Coronary vasodilation induced by angiotensin-converting enzyme inhibition in vivo: differential contribution of nitric oxide and bradykinin in conductance and resistance arteries.

Abstract

We studied in coronary conductance and resistance arteries the coronary vasodilator effects of the angiotensin-converting enzyme inhibitor ramiprilat and the contribution of nitric oxide, bradykinin, and prostaglandins to this vasodilation. In seven anesthetized dogs, a Doppler guidewire was placed in the circumflex coronary artery to measure coronary flow velocity, and an ultrasound imaging catheter was introduced over the Doppler wire to measure coronary cross-sectional area. Drugs were infused directly into the left main coronary artery to minimize systemic effects. Ramiprilat increased both epicardial cross-sectional area and coronary blood flow velocity, resulting in an increase in absolute coronary blood flow. Pretreatment with N omega-nitro-L-arginine methyl ester (100 micromol/L intracoronary) to block nitric oxide synthase attenuated ramiprilat-induced increase in epicardial coronary cross-sectional area (P<.05) but not in coronary flow velocity or coronary blood flow.

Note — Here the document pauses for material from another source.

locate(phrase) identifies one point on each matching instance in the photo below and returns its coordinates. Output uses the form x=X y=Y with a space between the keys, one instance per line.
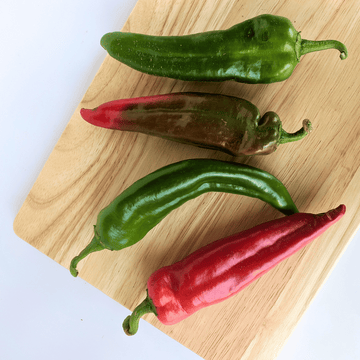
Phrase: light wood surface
x=90 y=166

In contrast, pretreatment with the selective bradykinin antagonist HOE 140 (10 micromol/L) attenuated ramiprilat-induced increase in flow velocity (P<.025) and coronary blood flow (P<.05) but not epicardial coronary cross-sectional area. Pretreatment with indomethacin (5 mg/kg body wt IV) did not alter ramiprilat-induced increase in epicardial cross-sectional area, nor did it significantly influence coronary blood flow. Other than decreasing angiotensin II production, acute ramiprilat-induced vasodilation in canine coronary conductance arteries is mediated in part by nitric oxide. Ramiprilat-induced vasodilation in resistance arteries is in part mediated by the action of bradykinin.